Bolsonaro has often attacked the effectiveness of the COVID-19 vaccine, measures set in place to combat the spread of virus and has even likened the viral bug to 'a little flu'

Bolsonaro has repeatedly attacked the effectiveness and efficiency of COVID-19, the measures put in place to stop the spread of virus. He even compared the viral bug to ‘a little influenza’

While none of his videos are no more on his Instagram or Facebook pagess, the one-hour and twelve-minute video was still available on his YouTube channel as at Monday morning. His Twitter account still contains a tweet inviting followers to view the COVD-19 misinformation video on YouTube.

Bolsonaro was a former coronavirus patient who compared it to “a little flu” before he contracted it in July 2020. He has also repeatedly attacked the measures taken to combat the spread.

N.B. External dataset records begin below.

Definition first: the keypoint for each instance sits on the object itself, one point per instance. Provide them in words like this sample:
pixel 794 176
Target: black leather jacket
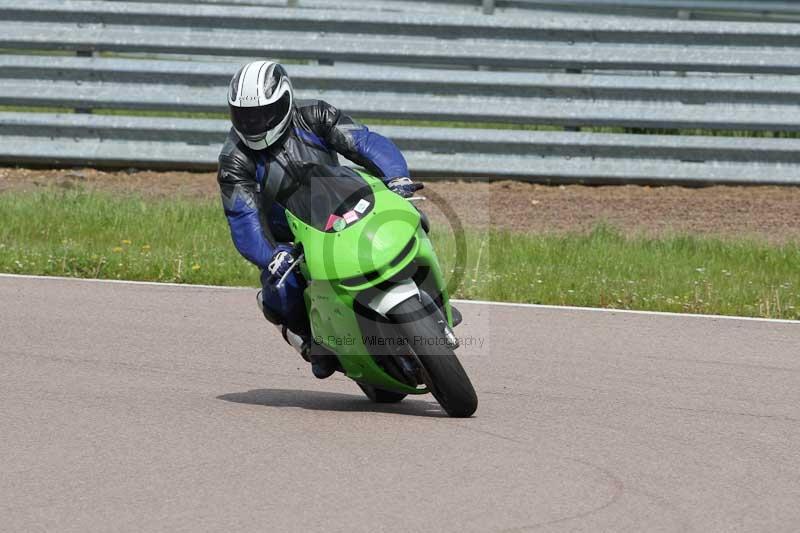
pixel 317 133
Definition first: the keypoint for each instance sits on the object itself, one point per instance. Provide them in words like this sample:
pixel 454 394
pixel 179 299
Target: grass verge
pixel 91 234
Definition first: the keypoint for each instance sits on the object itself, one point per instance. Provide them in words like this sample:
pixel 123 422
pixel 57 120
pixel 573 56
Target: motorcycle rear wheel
pixel 443 373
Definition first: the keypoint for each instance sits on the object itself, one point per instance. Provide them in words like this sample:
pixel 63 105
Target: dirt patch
pixel 768 213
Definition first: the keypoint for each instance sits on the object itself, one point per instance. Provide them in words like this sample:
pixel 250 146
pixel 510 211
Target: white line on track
pixel 471 302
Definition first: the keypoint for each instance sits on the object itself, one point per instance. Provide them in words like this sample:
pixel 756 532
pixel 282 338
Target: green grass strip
pixel 90 234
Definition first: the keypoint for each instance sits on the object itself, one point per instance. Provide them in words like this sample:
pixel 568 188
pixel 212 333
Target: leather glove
pixel 403 186
pixel 281 260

In July, he had at least 15 videos removed form his YouTube channel. 

One video showed Eduardo Pazzuelo, former health minister, comparing COVID-19 with AIDS.

Bolsonaro also railed against the effectiveness of the COVID-19 vaccine on October 10 when we said he was not permitted to watch a soccer match in person in São Paulo because all fans in attendance were required to be vaccinated. Bolsonaro then declared two days later he would never receive the vaccine.

Karen Santo, Porto Alegre councilwoman, said that his rhetoric was partly to blame for Wednesday’s clash between anti-vaxxers holding swastika signs and legislators with a COVID-19 vaccination passport mandate.

A member of the Rio de Paz NGO places white handkerchiefs to pay tribute to Brazil's more than 606,000 coronavirus victims

Rio de Paz NGO member puts white handkerchiefs on the table to honor Brazil’s more that 606,000 coronavirus victim.

Facebook’s decision to take down Bolsonaro’s misleading videos from its own network as well Instagram comes as reports revealed Monday that company employees had warned that as the social media behemoth raced to become a global service, it was failing to hone in on abusive content in countries where such speech was likely to cause the most harm.

Facebook failed to prevent its products from becoming channels for hate speech, inflammatory rhetoric and misinformation – some which has been blamed for inciting violence, according to information gathered from interviews with Five former employees and documents from the company were viewed by multiple media outlets including Reuters.

Facebook’s internal documents revealed that Facebook knew that it had not hired enough workers with the necessary language skills and knowledge of local events to identify objectionable posts by users in several developing countries. 

The documents also revealed that Facebook’s artificial intelligence systems used to find such content often fail to meet the task. Additionally, the company has not made it easy to flag posts that are in violation of its rules for its global users.

Facebook announced Sunday it had taken down a video from its network, as well as Instagram, where Bolsonaro read a false report attributed to the UK government falsely claiming the COVID-19 vaccine is linked to AIDS

Facebook announced Sunday that it had removed a video and Instagram from its network. Bolsonaro was reading a false report that claimed the UK government falsely claimed the COVID-19 vaccine was linked to AIDS.

These shortcomings, employees warned in documents, could limit the company’s ability to fulfill its promise of preventing hate speech and other rule-breaking posts anywhere from Afghanistan to Yemen.

These documents are part of a cache that Facebook whistleblower Frances Haugen made to Congress and the Securities and Exchange Commission (SEC). Frances Haugen was a former product manager at Facebook who left the company in May. 

Mavis Jones, a Facebook spokesperson, stated in a statement that there are native speakers around the world who review content in more than 70 languages and experts in humanitarian issues and human rights. These teams are working to stop abuse of Facebook’s platform from places where there is a higher risk of conflict or violence.

Jones stated, “We know these are real challenges and we are proud to have done the work we have so far.”